Mo Awards radio category

This year, for the first time, the ‘MO’ Awards will include a category for live radio performers.

The new award is a reminder that Roy Rene’s alter ego, Mo McCackie, became a star through the medium of radio in the 1940s and 50s. Writing in the Mo Awards booklet, Trish Allen chronicled Mo’s life:

“Born Harry van der Sluice in Adelaide in 1892, Roy showed an early interest in the stage and at 16 he began his career in vaudeville as a singer. It was during a tour of New Zealand that Roy changed his name to Roy Rene and created a new image for himself as ‘Mo McCackie’, a somewhat irreverent yet endearing clown with a white face and black painted beard…
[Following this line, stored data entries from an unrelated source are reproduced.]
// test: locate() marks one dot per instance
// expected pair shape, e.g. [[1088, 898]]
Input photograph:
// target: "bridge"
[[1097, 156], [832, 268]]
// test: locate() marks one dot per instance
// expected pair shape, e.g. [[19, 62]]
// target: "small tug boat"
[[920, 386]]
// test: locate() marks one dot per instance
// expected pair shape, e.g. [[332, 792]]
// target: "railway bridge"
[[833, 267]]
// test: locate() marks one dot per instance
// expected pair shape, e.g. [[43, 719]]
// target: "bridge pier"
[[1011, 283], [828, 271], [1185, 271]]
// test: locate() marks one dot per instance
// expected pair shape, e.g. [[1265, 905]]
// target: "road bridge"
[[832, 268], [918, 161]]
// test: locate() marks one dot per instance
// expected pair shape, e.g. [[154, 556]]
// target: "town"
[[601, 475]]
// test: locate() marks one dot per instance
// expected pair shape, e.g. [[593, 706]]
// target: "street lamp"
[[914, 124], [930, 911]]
“Roy successfully continued in vaudeville but in the early forties, but moved to radio since vaudeville was dying. Roy’s first radio show ‘Calling The Stars’ went to air in 1947 and was sponsored by Colgate Palmolive. The show went for an hour at 8pm every Tuesday night and was enormously popular. He introduced a new 8-minute segment to the end of the show called ‘McCackie Mansions’ a domestic comedy situation featuring ‘young’ Harry Griffiths, which ended up running for over six years…

“McCackie Mansions finished in 1953. In 1954, at the age of 62, Roy Rene died and with his passing went one of Australia’s greatest and best loved comedians. Today his name still lives on through the MO Awards, awarding excellence in live performance for 27 years – named in honor of Roy Rene’s character Mo McCackie.”